I assert that believing this shows a fundamental arrogance on the part of the believer. If they believe that the terrorism going on now is justified, they must believe that it is a legitimate response to the policies of the US (or some other Western countries). If this terrorism is a legitimate response, then the US should presumably have pursued a different policy which would not have "created" terrorism abroad. But therein lies the rub. What policy wouldn't create terrorists? Supporting Saddam Hussein, even tacitly, would encourage Islamic Revolutionaries who want to supplant him to attack the US. Supporting the opposition to Saddam Hussein makes the US a target for his supporters (read: insurgents). Lest you think that we could have stayed out of this altogether, think about this problem:Before the first gulf war, Saddam killed innocent allies of the US (Kuwaitis). After the Gulf war, he tried to assassinate the former US President. Vladimir Putin has recently revealed that in the last several years Russian intelligence has gotten wind of multiple plots by Iraqi agents to attack targets in the United States. We didn't go to Iraq for fun to steal their oil. We had little choice but to deal with the situation there.

EITHER WAY SOMEONE IS GOING TO BE PISSED OFF.

If you believe that there are actions that the US could take which would somehow stave off terrorism against us, you are failing to take into account the multidude of differences between people OUTSIDE the United States. Some of them are diametrically opposed to one another. Peaceniks are mad when we encourage rebel insurgencies and they're mad when we try to counter them. This is naive and stupid. You can't have it both ways. The only way I can see that someone can believe that radical Islamist, anti-American terrorism is justified is to essentially say they Iraq was right and Iran was wrong, or vice versa. It's to say that the Palestinians are right and the Israelis are wrong, or vice versa. Many people have called me arrogant, but I don't pretend that I understand the Israel-Palestine problem so well that I know who's "right" and who's "wrong." But to believe there are choices the US could make which would prevent terrorism is to assume that there is one right answer to the Israel-Palestine problem.

According to dictionary.com, arrogant means "Marked by or arising from a feeling or assumption of one's superiority toward others". For someone living in the United States to think that some certain policy is so "right" that no one would rebel against it and be driven to terrorism seems quite arrogant to me.
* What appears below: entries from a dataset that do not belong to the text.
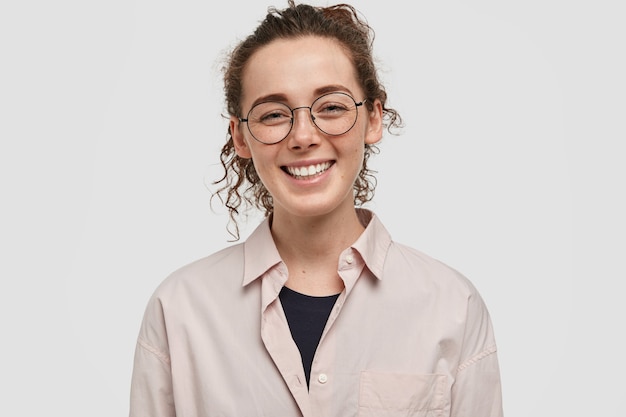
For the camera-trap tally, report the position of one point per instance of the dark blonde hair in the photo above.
(240, 185)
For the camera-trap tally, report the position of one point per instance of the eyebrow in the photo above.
(332, 88)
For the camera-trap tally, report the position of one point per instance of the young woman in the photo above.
(319, 313)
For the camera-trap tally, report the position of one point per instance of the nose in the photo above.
(303, 133)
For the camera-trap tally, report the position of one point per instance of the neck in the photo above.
(310, 247)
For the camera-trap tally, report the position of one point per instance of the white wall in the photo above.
(510, 169)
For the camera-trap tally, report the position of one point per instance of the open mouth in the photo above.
(309, 171)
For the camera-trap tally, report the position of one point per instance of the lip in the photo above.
(307, 170)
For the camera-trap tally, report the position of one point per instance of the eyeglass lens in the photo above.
(334, 114)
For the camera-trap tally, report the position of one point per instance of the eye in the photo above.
(274, 117)
(330, 108)
(270, 114)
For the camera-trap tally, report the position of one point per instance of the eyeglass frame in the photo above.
(293, 116)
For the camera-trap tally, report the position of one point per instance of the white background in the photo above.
(510, 169)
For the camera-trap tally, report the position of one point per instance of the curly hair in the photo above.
(240, 186)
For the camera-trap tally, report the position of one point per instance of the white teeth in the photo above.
(308, 171)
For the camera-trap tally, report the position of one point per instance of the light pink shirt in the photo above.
(408, 336)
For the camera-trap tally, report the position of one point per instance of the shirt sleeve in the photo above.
(477, 388)
(151, 393)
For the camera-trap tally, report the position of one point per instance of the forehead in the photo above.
(297, 68)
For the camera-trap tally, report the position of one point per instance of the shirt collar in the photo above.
(260, 253)
(373, 243)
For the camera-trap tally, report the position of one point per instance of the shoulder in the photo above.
(220, 268)
(422, 270)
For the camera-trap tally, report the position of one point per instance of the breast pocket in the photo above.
(394, 395)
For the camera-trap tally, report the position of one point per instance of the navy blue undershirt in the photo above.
(307, 317)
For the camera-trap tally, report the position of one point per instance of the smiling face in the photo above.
(309, 173)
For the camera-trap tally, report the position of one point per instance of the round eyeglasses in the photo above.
(334, 114)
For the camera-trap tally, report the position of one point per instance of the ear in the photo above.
(241, 146)
(375, 124)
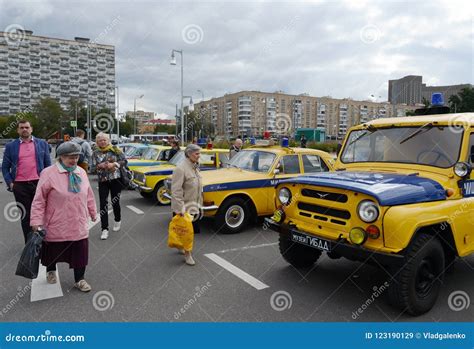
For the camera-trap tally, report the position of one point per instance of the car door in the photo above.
(466, 218)
(289, 166)
(313, 163)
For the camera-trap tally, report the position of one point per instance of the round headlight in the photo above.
(462, 169)
(357, 236)
(284, 195)
(368, 211)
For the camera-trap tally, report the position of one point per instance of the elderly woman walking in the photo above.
(186, 186)
(109, 159)
(62, 205)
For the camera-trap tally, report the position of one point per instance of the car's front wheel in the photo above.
(415, 286)
(232, 216)
(297, 255)
(158, 194)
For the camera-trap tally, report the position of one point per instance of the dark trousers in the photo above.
(196, 227)
(114, 187)
(78, 272)
(24, 193)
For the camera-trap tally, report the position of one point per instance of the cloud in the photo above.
(337, 48)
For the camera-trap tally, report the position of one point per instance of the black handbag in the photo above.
(28, 265)
(125, 176)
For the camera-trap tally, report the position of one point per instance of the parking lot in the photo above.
(242, 277)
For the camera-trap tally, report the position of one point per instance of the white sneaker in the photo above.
(117, 226)
(105, 234)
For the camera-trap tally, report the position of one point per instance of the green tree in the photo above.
(48, 114)
(169, 129)
(462, 102)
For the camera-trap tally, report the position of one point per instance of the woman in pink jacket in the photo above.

To the person with the bumper sticker: I guess terrorism is a symptom. It's a symptom of a diseased mind that believes problems are solved by bombing innocent people riding the bus. Arrogance is a disease, too. Believing that you know better and everyone else out there just doesn't get it is arrogant. Maybe there's a reason why you're not the president of the United States, you idiot.

Saturday, June 19, 2004

Israeli Disengagement

For several months I have been very undecided about Sharon's disengagement plan. I was unsure how it fit in with the "roadmap", whether it was simply a land grab, and how it could ever pass muster in the Likud party. Obviously the referendum has shown it didn't, in fact, carry a majority of Likud support. After reading about it and thinking about it for a long time, I have decided to tentatively support the disengagement plan.
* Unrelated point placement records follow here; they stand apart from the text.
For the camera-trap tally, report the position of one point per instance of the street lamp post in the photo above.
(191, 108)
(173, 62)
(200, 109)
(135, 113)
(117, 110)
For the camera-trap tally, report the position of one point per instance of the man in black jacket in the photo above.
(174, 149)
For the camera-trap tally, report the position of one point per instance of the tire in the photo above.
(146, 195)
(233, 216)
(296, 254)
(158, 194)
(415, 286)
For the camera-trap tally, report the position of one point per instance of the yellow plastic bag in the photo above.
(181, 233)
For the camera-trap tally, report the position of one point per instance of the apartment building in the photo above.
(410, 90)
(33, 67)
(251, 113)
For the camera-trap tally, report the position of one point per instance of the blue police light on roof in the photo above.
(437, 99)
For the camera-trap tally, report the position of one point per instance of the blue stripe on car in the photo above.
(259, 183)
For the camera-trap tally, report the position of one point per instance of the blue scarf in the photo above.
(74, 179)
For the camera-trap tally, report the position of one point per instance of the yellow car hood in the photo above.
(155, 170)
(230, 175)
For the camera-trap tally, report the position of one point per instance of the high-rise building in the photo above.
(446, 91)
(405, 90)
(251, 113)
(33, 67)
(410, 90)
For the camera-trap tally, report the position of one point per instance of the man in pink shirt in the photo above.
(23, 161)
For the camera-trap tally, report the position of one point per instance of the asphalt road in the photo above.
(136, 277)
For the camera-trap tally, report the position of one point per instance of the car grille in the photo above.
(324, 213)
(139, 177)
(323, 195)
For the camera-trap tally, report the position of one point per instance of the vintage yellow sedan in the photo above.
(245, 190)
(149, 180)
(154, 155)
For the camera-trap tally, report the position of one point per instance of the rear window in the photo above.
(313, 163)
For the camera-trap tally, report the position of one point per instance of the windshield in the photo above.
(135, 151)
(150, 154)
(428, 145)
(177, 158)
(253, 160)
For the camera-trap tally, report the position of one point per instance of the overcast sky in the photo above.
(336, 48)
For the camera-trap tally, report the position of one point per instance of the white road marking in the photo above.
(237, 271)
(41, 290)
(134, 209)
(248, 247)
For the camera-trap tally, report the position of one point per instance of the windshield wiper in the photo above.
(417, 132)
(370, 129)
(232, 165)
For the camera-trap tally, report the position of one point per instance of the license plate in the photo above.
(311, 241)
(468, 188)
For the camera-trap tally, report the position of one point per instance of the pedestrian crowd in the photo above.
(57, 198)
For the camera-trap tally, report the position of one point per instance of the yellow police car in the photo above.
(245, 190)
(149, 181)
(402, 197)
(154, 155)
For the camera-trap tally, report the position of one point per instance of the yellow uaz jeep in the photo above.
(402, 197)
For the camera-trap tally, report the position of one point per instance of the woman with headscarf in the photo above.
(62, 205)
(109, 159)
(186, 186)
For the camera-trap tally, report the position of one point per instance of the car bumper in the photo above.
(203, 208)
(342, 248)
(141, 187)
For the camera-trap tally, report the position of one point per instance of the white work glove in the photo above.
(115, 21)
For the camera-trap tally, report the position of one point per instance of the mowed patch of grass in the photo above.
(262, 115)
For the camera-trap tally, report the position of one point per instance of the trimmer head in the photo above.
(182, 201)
The tipping point for me came from reading "Does Sharon Have a Plan?" by Hillel Halkin in the June, 2004 issue of Commentary. While the article is neither very detailed nor particularly well researched, it does make a powerful common-sense argument.

Four years of intifada has increasingly forced me to agree with the cynics that a peaceful, negotiated, two-state compromise seems about as unlikely as a peaceful single state for Jews and Arabs to share.

My dad pointed out that the disengagement plan still doesn't really solve the problem of what to do with Jerusalem, ever a sticking a point. I wonder if, even if the disengagement were to succeed, it would not simply re-focus terrorist attacks on Jerusalem.

Even though it may not solve the Jerusalem issue, the disengagement plan is necessary because it will begin to acclimate Israeli hardliners to the evacuation of settlements, which is inevitable.